Andolfo et al. (2013) sequenced the candidate gene ABCB6 in 3 previously studied families segregating autosomal dominant pseudohyperkalemia (Dagher et al., 1989; Meenaghan et al., 1985; Gore et al., 2004), and identified a heterozygous R375Q mutation (605452.0013) in the FP Lille pedigree and a heterozygous R375W mutation (606452.0014) in the FP Falkirk and FP East London pedigrees. The mutations segregated fully with disease in each family, and neither was found in 50 controls or in the 1000 Genomes Project database.
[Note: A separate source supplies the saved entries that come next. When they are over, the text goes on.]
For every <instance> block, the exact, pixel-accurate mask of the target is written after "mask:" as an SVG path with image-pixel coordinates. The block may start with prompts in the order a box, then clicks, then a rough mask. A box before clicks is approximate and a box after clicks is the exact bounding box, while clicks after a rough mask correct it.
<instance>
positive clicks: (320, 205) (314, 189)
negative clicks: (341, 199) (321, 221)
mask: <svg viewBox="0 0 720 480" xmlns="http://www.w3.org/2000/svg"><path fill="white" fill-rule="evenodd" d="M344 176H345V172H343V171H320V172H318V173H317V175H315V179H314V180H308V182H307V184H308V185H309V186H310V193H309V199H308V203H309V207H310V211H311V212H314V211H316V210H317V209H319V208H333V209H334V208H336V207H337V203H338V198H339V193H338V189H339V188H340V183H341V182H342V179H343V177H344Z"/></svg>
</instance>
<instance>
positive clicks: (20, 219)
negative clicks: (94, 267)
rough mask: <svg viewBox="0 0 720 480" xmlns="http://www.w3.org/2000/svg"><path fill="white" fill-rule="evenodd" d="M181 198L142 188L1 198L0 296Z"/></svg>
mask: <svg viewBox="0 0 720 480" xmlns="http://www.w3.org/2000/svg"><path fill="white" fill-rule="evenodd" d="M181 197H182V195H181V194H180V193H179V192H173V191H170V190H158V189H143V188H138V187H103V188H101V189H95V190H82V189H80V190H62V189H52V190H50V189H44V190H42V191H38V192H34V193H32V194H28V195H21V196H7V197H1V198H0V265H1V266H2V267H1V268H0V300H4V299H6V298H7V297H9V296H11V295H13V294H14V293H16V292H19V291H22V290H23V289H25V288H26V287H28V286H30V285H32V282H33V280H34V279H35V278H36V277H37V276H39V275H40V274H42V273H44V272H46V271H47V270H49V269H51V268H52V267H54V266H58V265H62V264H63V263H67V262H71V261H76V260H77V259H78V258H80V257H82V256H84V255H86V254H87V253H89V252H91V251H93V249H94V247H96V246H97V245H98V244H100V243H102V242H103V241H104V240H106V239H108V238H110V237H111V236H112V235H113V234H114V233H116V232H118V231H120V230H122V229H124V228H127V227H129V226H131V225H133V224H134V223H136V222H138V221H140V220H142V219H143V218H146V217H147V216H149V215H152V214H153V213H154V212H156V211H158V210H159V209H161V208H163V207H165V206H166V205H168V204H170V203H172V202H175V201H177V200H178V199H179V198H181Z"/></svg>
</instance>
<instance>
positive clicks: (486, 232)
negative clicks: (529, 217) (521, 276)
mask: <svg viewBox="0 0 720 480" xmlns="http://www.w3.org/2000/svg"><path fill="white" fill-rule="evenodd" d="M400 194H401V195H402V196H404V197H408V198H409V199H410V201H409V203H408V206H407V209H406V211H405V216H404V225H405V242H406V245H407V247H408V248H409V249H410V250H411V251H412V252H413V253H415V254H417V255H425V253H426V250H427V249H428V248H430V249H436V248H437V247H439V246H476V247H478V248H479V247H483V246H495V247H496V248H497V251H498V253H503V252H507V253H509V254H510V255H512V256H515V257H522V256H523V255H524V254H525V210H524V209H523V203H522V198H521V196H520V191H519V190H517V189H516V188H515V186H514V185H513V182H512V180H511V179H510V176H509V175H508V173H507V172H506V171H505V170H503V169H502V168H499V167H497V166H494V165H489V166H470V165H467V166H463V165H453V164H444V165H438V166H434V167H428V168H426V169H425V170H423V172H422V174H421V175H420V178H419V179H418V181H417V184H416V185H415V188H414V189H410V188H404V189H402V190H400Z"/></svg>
Bawazir et al. (2014) analyzed the ABCB6 gene in a previously reported family with pseudohyperkalemia (FP Cardiff; Leadbeatter and O'Dowd, 1982; Gore et al., 2002) and identified a heterozygous missense mutation (R723Q; 606452.0015) that segregated with disease. Screening of 2 unrelated long-time blood donors who had exhibited pseudohyperkalemia, 1 from London and 1 from Cumbria, revealed that both were also heterozygous for the R723Q variant. Bawazir et al. (2014) noted that R723Q is listed in the dbSNP database (rs14811042); combining data from the 1000 Genomes Project, UK10K, NHLBI Exome Sequencing Project, and ClinSeq databases yielded an overall allele frequency of approximately 1:1,000 in European populations, meaning that heterozygosity for the R723Q variant will be present in approximately 1 in 500 blood donors. Analysis of stored blood from the 2 donors with pseudohyperkalemia revealed plasma potassium levels that were similar in pattern and degree to that previously described for FP Cardiff.

Exclusion Studies

In a large kindred of Flemish descent with familial pseudohyperkalemia (FP Lille) mapping to 2q35-q36, originally reported by Dagher et al. (1989), Carella et al. (2004) excluded mutation in several plausible candidate genes in the linked region, including KCNE4 (607775) and TUBA1 (191110).